Monday, August 31, 2020

Self-Assessing My Python

I've been programming 90+% in Python now for over a year and a half -- when I joined the Strain Factory I vowed to finally make the break from Perl.  Partly this was disgust with so often finding libraries I wanted to be missing or broken, and partly it was recognizing that the Factory is primarily a Python shop and I would have the most impact if I worked in the lingua franca. I was first exposed to Python back at Codon Devices, but there was a strong C# faction there and I fell in love with that language, so my primary dabbling in Python was learning enough to glue the key Python code into my C# with IronPython.  I strongly considered changing over at the start of Warp Drive, but gave it too weak a try and quickly started churning out Perl.  I still use that language for basic level text munging, but have avoided writing nearly anything that occupies more than one screen.
But it is useful to figure out how far I've come and to try to do so honestly.  What do I do well and what not so well?  Where are the gaps?  Thinking about this has also meshed with the whole question of how to assess candidates for our open positions, what to suggest to people who say they wish to break into computational biology and similar avenues.  There's also a question of scope: any modern language is really a core plus a set of key libraries, so which of those to include?

The hardest part of self-assessment would be to judge what I am completely ignorant of but shouldn't be.  Perhaps a bit more tractable is recognizing libraries I have plumbed insufficiently.  For example, I really didn't start using itertools until last week, which is a library of advanced iterator concepts which can eliminate many loops and particularly nested loops.  There are two collection classes in the collections library I have mastered;  I probably even overuse the one (defaultdict, a dictionary/hashtable which you instruct how to create new records).  

Then there are places where I know I am climbing the learning curve, and never as fast as I'd like.  I'm pretty happy with my ability to sling dataframes around with Pandas, reading them and writing them, slicing them and combining them.  I recently mastered joining them.  But aggregating them with groupby or pivot_table?  That's still a work very much in progress, usually requiring consulting some online tutorials to get the execution correct.  I did find a tutorial that explicitly showed the same grouping operations as Pandas and SQL, but I haven't studied it properly.

Where can I pat myself on the back?  Well, I was slow to pick up list and dictionary comprehensions, but now use them pretty routinely.  It's far less likely now that I'll write a for loop to initialize a list and then rewrite it as a comprehension.  Even better is where I replace some levels of a defaultdict with a dictionary explicitly initialized using a dictionary comprehension.

How else might I grade myself?  I don't work on a lot of group code, but that is always instructive.  Even just getting asked a question I can't answer can be a path forward -- someone asked me about the fastest way to add a certain type of computed column in Pandas and it turned out that apply(), which I've mastered, isn't it -- which taught me about some of the other methods like map() for dataframes -- though I haven't yet used that.  I am on a few Python tips mailing lists, but the signal-to-noise has gotten low -- partly that's a good thing because I've learned a lot, but partly it's because much of what these cover aren't important to what I do.

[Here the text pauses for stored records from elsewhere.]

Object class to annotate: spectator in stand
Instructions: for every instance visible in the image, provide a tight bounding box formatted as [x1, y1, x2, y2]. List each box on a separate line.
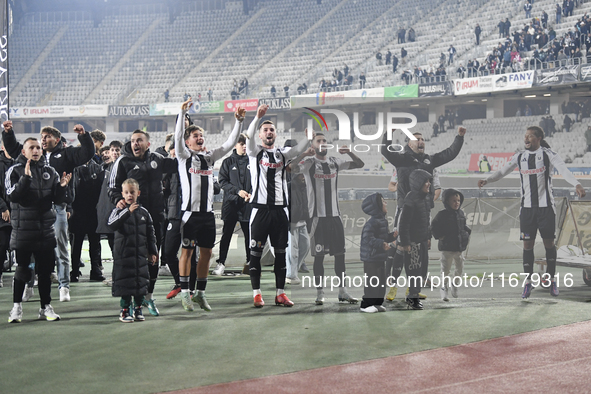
[567, 0, 574, 17]
[398, 27, 405, 43]
[270, 85, 276, 98]
[505, 18, 511, 37]
[385, 50, 391, 65]
[432, 123, 439, 138]
[564, 114, 573, 132]
[164, 89, 169, 103]
[392, 54, 399, 73]
[585, 126, 591, 152]
[401, 47, 408, 65]
[498, 20, 505, 38]
[376, 51, 383, 65]
[284, 84, 290, 97]
[401, 70, 412, 85]
[556, 4, 562, 24]
[408, 27, 416, 42]
[344, 64, 349, 78]
[475, 24, 481, 45]
[525, 105, 532, 117]
[542, 10, 549, 28]
[448, 45, 456, 65]
[359, 72, 366, 89]
[207, 88, 213, 101]
[183, 92, 189, 101]
[524, 1, 532, 19]
[438, 114, 446, 133]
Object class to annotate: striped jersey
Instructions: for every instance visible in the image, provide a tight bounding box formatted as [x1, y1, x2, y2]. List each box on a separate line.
[175, 111, 241, 213]
[486, 147, 580, 209]
[294, 156, 351, 218]
[248, 147, 291, 206]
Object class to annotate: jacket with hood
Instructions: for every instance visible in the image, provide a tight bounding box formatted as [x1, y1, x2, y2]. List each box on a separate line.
[360, 193, 395, 262]
[107, 204, 157, 297]
[6, 154, 67, 250]
[380, 133, 463, 208]
[108, 141, 177, 224]
[431, 189, 471, 252]
[2, 127, 95, 205]
[398, 169, 432, 246]
[0, 151, 14, 230]
[219, 149, 252, 222]
[70, 159, 104, 234]
[96, 162, 115, 234]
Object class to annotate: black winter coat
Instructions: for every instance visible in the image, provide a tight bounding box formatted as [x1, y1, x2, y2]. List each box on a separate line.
[0, 152, 14, 230]
[108, 142, 177, 224]
[96, 162, 115, 234]
[381, 133, 463, 209]
[108, 205, 157, 297]
[6, 155, 67, 250]
[360, 193, 395, 262]
[219, 149, 252, 222]
[431, 189, 471, 252]
[289, 173, 309, 224]
[398, 169, 432, 246]
[3, 128, 95, 205]
[70, 160, 103, 234]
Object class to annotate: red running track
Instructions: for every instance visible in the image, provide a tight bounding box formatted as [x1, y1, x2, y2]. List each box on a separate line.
[169, 320, 591, 393]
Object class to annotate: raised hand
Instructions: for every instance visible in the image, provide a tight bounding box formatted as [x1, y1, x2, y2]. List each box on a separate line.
[60, 172, 72, 187]
[73, 124, 85, 134]
[235, 106, 246, 121]
[116, 199, 126, 209]
[149, 254, 158, 265]
[304, 128, 316, 140]
[129, 202, 139, 212]
[458, 126, 467, 136]
[181, 98, 193, 112]
[478, 179, 487, 188]
[1, 210, 9, 223]
[257, 104, 269, 118]
[25, 159, 32, 177]
[576, 184, 586, 198]
[303, 147, 315, 157]
[338, 145, 351, 154]
[2, 120, 12, 132]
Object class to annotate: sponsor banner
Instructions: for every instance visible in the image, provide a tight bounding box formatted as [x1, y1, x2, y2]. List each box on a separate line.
[224, 98, 258, 113]
[418, 82, 451, 97]
[533, 65, 579, 86]
[557, 201, 591, 253]
[554, 167, 591, 176]
[10, 105, 108, 118]
[189, 100, 225, 114]
[580, 64, 591, 82]
[108, 105, 150, 117]
[149, 102, 182, 116]
[384, 84, 418, 99]
[258, 97, 291, 110]
[0, 0, 8, 122]
[452, 76, 493, 95]
[468, 153, 516, 172]
[492, 71, 534, 91]
[291, 87, 384, 108]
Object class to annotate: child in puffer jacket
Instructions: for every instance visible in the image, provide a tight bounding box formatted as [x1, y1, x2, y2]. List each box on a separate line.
[360, 193, 396, 313]
[431, 188, 471, 301]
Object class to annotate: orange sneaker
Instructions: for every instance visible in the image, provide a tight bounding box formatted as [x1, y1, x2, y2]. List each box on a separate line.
[254, 294, 265, 308]
[275, 293, 294, 307]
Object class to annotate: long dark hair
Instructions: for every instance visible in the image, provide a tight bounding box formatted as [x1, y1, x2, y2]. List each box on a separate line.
[528, 126, 550, 149]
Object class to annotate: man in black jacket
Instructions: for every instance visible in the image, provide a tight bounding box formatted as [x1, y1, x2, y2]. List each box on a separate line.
[0, 145, 13, 287]
[214, 134, 251, 276]
[7, 137, 72, 323]
[475, 24, 481, 45]
[108, 130, 177, 316]
[2, 120, 94, 302]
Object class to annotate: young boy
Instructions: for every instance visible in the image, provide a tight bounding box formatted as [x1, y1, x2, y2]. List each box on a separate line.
[360, 193, 396, 313]
[108, 179, 158, 323]
[397, 169, 433, 310]
[431, 189, 471, 301]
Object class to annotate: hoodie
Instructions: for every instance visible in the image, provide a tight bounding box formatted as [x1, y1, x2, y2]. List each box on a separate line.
[431, 189, 471, 252]
[398, 169, 432, 246]
[360, 193, 395, 262]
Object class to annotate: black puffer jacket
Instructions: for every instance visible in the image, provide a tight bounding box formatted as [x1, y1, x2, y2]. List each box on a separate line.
[70, 160, 103, 234]
[360, 193, 395, 262]
[431, 189, 471, 252]
[398, 169, 432, 246]
[3, 128, 95, 205]
[289, 173, 309, 224]
[6, 154, 67, 250]
[219, 149, 252, 222]
[163, 171, 182, 220]
[0, 152, 14, 230]
[108, 142, 177, 224]
[96, 162, 115, 234]
[107, 205, 157, 297]
[381, 133, 463, 208]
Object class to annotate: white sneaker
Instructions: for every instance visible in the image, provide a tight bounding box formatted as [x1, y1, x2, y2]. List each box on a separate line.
[290, 277, 301, 286]
[0, 276, 3, 288]
[180, 292, 194, 312]
[8, 304, 23, 323]
[22, 284, 34, 302]
[59, 287, 70, 302]
[39, 305, 60, 321]
[212, 263, 225, 276]
[285, 278, 291, 285]
[360, 306, 379, 313]
[158, 265, 172, 276]
[375, 305, 387, 312]
[451, 285, 458, 298]
[440, 287, 449, 302]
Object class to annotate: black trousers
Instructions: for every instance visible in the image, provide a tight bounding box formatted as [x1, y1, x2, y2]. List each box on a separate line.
[361, 260, 386, 308]
[14, 248, 55, 307]
[70, 230, 102, 276]
[0, 227, 11, 274]
[218, 215, 250, 264]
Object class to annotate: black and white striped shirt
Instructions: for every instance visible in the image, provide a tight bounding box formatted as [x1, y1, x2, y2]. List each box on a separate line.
[294, 156, 351, 218]
[245, 116, 309, 207]
[175, 110, 241, 214]
[486, 147, 581, 209]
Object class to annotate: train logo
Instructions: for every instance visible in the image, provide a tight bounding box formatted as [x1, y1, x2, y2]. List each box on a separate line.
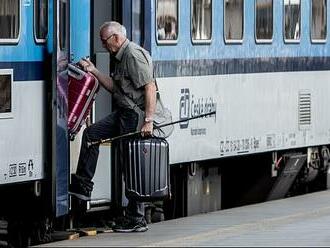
[179, 88, 217, 130]
[179, 88, 190, 129]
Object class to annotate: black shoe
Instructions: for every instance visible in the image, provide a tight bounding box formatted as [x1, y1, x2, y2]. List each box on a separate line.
[113, 217, 148, 233]
[69, 190, 91, 201]
[69, 174, 93, 201]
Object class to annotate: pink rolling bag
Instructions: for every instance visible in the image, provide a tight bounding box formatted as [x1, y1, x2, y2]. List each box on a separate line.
[68, 64, 99, 140]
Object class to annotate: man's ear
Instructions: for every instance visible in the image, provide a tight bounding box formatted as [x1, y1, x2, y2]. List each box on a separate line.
[114, 34, 120, 42]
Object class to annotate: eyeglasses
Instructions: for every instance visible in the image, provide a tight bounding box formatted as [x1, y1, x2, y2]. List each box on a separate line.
[101, 33, 115, 44]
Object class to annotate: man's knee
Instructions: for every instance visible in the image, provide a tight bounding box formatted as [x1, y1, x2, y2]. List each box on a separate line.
[82, 126, 93, 141]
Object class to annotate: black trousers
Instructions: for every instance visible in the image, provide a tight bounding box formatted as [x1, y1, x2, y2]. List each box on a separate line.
[75, 109, 145, 220]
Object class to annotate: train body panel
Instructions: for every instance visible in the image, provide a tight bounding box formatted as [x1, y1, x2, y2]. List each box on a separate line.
[147, 0, 330, 164]
[158, 70, 330, 163]
[0, 0, 48, 185]
[0, 78, 45, 184]
[1, 1, 330, 244]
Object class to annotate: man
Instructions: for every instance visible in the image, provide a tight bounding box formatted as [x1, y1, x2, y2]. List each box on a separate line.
[69, 21, 156, 232]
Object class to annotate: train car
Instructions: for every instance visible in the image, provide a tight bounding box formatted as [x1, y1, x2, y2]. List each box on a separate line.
[1, 0, 330, 246]
[0, 0, 72, 246]
[146, 0, 330, 214]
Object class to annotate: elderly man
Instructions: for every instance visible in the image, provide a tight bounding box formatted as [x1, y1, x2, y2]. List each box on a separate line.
[69, 21, 156, 232]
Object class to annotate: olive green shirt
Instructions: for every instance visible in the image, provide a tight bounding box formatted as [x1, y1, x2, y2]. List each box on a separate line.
[112, 39, 154, 110]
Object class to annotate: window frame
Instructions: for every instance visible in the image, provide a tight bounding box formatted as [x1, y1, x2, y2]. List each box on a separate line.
[310, 0, 327, 43]
[283, 0, 301, 44]
[34, 0, 48, 43]
[191, 0, 212, 45]
[0, 69, 14, 119]
[223, 0, 244, 44]
[255, 0, 274, 44]
[155, 0, 179, 45]
[0, 0, 21, 44]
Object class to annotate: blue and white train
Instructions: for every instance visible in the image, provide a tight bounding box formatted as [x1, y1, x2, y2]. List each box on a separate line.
[0, 0, 330, 245]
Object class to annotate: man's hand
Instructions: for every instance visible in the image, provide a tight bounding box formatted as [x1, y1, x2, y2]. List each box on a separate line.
[78, 58, 97, 74]
[141, 121, 153, 137]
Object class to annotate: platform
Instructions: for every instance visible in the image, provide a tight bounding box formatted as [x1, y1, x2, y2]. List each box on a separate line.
[37, 190, 330, 247]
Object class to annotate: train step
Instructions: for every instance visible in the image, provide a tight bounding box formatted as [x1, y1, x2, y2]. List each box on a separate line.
[267, 154, 307, 201]
[66, 227, 98, 236]
[51, 231, 80, 242]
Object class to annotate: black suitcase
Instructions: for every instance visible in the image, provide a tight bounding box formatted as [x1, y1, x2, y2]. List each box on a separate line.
[123, 137, 170, 201]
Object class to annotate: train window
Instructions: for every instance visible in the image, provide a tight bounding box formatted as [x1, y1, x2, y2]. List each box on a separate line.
[59, 0, 67, 50]
[255, 0, 273, 43]
[191, 0, 212, 44]
[224, 0, 244, 43]
[132, 0, 144, 46]
[0, 73, 12, 116]
[284, 0, 301, 43]
[0, 0, 20, 43]
[34, 0, 48, 43]
[311, 0, 327, 42]
[156, 0, 179, 44]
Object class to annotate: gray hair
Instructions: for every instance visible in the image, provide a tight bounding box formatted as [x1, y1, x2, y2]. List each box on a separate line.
[100, 21, 126, 37]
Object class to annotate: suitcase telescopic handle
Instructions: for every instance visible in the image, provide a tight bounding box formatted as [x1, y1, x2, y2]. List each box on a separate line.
[87, 111, 216, 148]
[68, 64, 86, 80]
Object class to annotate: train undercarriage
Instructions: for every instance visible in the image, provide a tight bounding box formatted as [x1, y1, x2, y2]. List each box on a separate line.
[1, 145, 329, 247]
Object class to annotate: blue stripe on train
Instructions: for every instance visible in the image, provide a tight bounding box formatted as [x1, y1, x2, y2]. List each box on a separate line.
[2, 56, 330, 81]
[0, 62, 47, 81]
[154, 56, 330, 77]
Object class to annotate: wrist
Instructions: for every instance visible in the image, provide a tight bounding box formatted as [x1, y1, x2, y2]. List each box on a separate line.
[144, 117, 153, 123]
[90, 67, 98, 75]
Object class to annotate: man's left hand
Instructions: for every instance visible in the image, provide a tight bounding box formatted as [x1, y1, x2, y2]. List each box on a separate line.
[141, 122, 153, 137]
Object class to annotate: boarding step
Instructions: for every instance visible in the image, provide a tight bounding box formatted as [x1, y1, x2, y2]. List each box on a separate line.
[267, 154, 307, 201]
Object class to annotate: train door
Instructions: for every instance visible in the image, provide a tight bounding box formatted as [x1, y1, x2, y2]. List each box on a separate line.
[51, 0, 70, 217]
[110, 0, 150, 212]
[68, 0, 90, 197]
[67, 0, 121, 212]
[87, 0, 115, 209]
[122, 0, 149, 49]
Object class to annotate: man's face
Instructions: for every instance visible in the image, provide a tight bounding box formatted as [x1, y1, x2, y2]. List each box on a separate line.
[100, 30, 118, 54]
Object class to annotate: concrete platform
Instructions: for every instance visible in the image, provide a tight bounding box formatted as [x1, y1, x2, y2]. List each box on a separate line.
[37, 190, 330, 247]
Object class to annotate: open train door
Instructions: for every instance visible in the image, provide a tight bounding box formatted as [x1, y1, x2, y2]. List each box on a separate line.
[87, 0, 127, 212]
[51, 0, 70, 217]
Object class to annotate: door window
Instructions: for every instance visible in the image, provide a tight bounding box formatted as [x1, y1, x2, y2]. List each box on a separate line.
[34, 0, 48, 42]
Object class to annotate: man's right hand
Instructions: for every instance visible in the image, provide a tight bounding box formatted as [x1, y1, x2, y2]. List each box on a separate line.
[78, 58, 97, 74]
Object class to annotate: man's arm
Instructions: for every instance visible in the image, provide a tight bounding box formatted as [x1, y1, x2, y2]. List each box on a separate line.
[79, 58, 114, 92]
[90, 68, 114, 92]
[141, 81, 157, 136]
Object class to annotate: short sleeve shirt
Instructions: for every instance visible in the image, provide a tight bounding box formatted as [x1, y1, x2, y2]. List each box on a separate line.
[112, 39, 154, 110]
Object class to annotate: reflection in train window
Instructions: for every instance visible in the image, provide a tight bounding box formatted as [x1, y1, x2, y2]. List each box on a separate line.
[0, 0, 20, 41]
[284, 0, 301, 42]
[59, 0, 67, 50]
[311, 0, 327, 42]
[34, 0, 48, 42]
[255, 0, 273, 42]
[0, 75, 11, 114]
[191, 0, 212, 43]
[132, 0, 144, 46]
[224, 0, 244, 43]
[156, 0, 178, 43]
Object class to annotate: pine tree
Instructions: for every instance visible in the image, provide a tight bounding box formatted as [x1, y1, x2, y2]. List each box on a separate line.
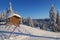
[28, 17, 34, 27]
[49, 4, 57, 32]
[56, 10, 60, 25]
[56, 10, 60, 31]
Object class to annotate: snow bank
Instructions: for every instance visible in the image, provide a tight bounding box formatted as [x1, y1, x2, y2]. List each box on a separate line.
[0, 24, 60, 40]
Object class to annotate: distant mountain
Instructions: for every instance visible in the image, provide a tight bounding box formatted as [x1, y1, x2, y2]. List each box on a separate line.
[33, 18, 50, 22]
[22, 18, 50, 27]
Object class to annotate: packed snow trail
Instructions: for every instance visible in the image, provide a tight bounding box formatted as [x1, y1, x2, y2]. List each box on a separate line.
[0, 24, 60, 40]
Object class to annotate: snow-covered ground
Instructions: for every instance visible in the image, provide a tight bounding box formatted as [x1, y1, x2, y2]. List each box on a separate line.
[0, 24, 60, 40]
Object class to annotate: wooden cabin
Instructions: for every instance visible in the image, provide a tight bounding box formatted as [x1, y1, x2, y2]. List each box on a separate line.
[8, 14, 22, 26]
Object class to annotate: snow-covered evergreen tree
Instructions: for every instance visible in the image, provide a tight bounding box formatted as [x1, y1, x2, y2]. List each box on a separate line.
[56, 11, 60, 25]
[28, 17, 34, 27]
[49, 4, 57, 32]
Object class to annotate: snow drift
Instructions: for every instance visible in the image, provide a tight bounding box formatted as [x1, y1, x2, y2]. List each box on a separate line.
[0, 24, 60, 40]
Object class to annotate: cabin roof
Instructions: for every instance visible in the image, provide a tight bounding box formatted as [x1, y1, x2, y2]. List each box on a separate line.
[8, 13, 21, 18]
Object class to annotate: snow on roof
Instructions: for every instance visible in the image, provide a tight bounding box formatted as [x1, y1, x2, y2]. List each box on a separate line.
[8, 13, 22, 18]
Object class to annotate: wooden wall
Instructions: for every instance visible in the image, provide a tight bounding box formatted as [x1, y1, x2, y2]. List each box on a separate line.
[8, 16, 21, 26]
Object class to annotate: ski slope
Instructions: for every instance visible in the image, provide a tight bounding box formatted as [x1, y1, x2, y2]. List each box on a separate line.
[0, 24, 60, 40]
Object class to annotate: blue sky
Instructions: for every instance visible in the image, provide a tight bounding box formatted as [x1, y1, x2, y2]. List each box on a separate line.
[0, 0, 60, 19]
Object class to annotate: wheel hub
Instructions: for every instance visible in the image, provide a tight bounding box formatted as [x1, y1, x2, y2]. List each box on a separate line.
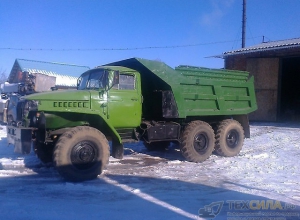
[226, 129, 239, 148]
[71, 141, 97, 169]
[194, 133, 208, 154]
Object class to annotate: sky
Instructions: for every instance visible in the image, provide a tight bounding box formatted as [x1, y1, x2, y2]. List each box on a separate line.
[0, 0, 300, 77]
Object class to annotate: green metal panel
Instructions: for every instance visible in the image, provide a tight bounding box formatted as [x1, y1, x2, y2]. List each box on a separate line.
[105, 69, 142, 128]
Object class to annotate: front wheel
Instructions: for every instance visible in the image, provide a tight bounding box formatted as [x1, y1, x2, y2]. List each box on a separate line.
[53, 126, 110, 182]
[180, 121, 215, 162]
[215, 119, 244, 157]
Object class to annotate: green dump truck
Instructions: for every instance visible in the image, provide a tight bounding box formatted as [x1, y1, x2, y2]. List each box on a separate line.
[6, 58, 257, 181]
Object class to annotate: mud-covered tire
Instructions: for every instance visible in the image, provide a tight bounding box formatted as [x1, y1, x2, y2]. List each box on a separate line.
[180, 121, 215, 162]
[144, 141, 170, 151]
[215, 119, 244, 157]
[34, 141, 54, 164]
[53, 126, 110, 182]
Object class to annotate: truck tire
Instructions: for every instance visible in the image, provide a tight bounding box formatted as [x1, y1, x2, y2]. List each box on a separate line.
[34, 141, 54, 164]
[53, 126, 110, 182]
[144, 141, 170, 151]
[215, 119, 244, 157]
[180, 121, 215, 162]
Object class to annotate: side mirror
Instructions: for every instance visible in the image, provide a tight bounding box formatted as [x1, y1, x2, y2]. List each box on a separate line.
[77, 77, 82, 89]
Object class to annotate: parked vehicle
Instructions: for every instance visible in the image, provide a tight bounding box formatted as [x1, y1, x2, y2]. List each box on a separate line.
[0, 71, 56, 124]
[6, 58, 257, 181]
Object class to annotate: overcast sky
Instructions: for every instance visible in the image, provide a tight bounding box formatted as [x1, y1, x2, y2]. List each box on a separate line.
[1, 0, 300, 76]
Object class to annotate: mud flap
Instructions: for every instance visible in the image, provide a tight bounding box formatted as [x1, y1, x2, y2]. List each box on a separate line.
[233, 115, 250, 138]
[7, 126, 32, 154]
[111, 140, 124, 159]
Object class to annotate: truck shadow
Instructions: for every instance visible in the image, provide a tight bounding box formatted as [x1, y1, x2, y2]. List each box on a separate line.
[0, 169, 299, 220]
[103, 174, 300, 219]
[123, 141, 185, 162]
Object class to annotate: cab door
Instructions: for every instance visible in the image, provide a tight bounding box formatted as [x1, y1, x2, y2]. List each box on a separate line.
[107, 73, 142, 128]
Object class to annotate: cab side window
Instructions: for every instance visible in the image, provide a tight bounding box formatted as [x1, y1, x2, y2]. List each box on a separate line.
[113, 74, 135, 90]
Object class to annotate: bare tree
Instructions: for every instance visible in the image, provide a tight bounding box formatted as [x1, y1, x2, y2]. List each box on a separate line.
[0, 69, 7, 84]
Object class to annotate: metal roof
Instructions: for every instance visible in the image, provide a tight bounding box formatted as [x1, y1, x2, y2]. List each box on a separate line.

Another ruler is what did I once do frequently in Perl and how well can I do that in Python?  Data structures: nailed them.  Regular expressions: have that pretty much on par.  Manipulating files or executing operating system commands: uh oh, not very facile.  Writing classes?  That's the worst -- I did a bit last year but didn't quite master it, but I've let the knowledge erode.  
So overall, not bad -- but still so much to learn.  That was always the barrier to switching once Perl dug deep furrows in my brain, that frustration of flailing a bit while switching to a better language.  But perhaps the most important symptom that the switch has really taken hold seems to be apparent: I am far more frequently these days erroneously using Python syntactic conventions when dashing off Perl than the converse! By my bugs thee shall know me.


Dan Udwary said...

Fun to read about your Python conversion. I've also gone down that road, as JGI is largely Pythonic. Once I realized how easy it was to just deal with data read from GFF3 as a dataframe I was sold. I still think too much in Perl, but I'm getting better!

gasstationwithoutpumps said...

One thing we do early on with our bioinformatics students is to teach the use of generator functions for reading input. It allows separating the input from the processing (if you can process as you go) in a clean way, without having to read everything in at once.